Ce lundi, les débats de la cour d’Assises du Puy en Velay, qui rejuge en appel la maman de la petite Fiona et son ex compagnon, ont pris une singulière tournure car les avocats de Cecile Bourgeon ont soudainement demandé le renvoi du procès pour cause d’apéritif.

Au sortir d’une des audiences de la cour d’Assises la semaine dernière, le président aurait pris un verre avec les avocats, générant ainsi une certaine suspicion.

À la reprise des audiences de la cour d’Assises de la Haute-Loire, les avocats de la maman de Fiona, dont le corps n’a toujours pas été retrouvé et dont les circonstances de sa mort n’ont toujours pas été élucidées, ont demandé le renvoi pour défaut de partialité du président ?

Les avocats de Cécile Bourgeon ont longtemps hésité entre récusation du seul président de la cour ou renvoi de l’affaire devant une autre cour d’Assises, en raison d’un apéritif qu’auraient partagé les avocats des prévenus et des parties civiles à la sortie d’une des audiences de la semaine précédente.

C’est donc interdit ? Les avocats et les magistrats ne peuvent pas autour d’un verre se retrouver après une audience ?

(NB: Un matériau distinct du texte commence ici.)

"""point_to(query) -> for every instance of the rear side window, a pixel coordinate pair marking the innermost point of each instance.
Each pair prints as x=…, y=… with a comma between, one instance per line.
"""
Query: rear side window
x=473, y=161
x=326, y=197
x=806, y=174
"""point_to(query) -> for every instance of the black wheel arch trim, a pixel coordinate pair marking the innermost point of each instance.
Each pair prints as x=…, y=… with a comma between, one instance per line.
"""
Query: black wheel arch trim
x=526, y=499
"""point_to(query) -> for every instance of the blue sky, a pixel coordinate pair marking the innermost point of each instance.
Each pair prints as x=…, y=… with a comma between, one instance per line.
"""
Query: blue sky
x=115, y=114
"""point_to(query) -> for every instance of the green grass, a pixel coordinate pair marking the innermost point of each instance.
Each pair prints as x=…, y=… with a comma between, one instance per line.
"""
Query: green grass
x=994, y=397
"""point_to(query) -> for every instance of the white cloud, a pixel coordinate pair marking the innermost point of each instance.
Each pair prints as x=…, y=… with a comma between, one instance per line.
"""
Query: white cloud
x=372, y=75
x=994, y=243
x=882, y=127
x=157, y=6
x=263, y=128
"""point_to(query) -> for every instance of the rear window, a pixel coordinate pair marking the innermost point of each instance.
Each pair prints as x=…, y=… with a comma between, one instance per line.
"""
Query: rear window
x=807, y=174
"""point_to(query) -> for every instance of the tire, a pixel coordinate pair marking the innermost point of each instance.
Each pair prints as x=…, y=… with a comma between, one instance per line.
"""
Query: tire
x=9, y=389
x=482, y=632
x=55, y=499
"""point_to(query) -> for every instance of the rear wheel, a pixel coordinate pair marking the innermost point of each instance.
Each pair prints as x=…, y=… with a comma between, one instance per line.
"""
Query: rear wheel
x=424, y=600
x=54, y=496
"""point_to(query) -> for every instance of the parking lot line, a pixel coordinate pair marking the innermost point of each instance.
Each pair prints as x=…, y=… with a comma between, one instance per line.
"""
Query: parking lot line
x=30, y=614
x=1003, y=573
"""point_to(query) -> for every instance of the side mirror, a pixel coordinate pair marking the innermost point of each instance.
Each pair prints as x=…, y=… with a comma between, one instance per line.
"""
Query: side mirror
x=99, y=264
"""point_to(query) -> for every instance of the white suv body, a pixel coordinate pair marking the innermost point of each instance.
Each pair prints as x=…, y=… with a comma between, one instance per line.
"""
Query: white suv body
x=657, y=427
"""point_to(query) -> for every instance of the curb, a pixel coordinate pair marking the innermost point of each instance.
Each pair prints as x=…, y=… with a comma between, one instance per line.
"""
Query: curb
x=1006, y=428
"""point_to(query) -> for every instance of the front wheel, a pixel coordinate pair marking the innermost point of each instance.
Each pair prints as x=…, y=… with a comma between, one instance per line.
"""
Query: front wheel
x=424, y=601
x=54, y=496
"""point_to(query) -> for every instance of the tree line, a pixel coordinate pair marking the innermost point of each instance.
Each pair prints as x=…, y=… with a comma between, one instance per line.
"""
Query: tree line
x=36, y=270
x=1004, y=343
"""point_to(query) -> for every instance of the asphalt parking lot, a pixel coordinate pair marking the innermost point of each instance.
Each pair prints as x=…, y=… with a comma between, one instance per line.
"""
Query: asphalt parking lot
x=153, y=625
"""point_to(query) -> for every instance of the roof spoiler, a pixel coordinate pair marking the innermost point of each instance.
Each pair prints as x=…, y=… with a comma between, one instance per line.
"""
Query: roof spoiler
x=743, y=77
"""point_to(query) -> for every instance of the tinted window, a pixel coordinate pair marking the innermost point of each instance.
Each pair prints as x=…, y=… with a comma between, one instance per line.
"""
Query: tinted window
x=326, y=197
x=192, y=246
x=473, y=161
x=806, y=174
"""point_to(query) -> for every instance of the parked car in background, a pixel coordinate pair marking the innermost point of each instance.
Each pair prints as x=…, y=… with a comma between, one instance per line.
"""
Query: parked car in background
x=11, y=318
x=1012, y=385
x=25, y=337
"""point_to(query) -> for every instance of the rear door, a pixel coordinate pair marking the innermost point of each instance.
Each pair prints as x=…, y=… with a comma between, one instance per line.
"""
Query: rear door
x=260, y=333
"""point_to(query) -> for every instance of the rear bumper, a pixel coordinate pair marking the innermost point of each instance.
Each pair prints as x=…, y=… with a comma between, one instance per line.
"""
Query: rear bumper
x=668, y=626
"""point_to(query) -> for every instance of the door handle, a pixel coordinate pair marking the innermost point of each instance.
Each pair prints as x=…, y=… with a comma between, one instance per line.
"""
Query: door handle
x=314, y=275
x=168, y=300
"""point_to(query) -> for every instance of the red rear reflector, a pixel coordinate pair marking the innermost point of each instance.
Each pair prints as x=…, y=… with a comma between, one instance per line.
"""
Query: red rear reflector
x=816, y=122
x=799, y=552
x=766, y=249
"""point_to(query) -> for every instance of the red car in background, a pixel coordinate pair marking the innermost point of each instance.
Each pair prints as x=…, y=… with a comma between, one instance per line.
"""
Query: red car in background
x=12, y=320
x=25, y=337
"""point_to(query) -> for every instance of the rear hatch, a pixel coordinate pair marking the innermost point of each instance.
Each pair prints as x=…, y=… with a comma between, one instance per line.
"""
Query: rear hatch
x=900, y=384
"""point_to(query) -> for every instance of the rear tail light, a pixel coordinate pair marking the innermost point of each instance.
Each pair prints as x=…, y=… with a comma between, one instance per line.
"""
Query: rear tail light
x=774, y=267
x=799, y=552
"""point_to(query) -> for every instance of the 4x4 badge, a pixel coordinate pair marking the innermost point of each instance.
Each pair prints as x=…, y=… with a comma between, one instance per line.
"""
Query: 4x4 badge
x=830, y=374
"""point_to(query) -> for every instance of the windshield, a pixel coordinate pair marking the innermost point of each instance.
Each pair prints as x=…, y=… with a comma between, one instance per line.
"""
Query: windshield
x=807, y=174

En fait, l’impartialité constitue l’un des éléments majeurs du droit à un procès équitable. D’ailleurs tout juge qui a des liens avec une partie, pouvant le rendre impartial, peut demander à être remplacé, ce qui n’est pas le cas dans l’affaire Fiona. Ici le juge a reconnu avoir pris un verre avec l’ensemble des avocats et pas seulement ceux de la partie civile, même si les avocats de la défense prétendent y avoir participé justement pour constater un éventuelle impartialité.

Y a-t-il eu un renvoi de l’affaire à cause de cet apéritif ?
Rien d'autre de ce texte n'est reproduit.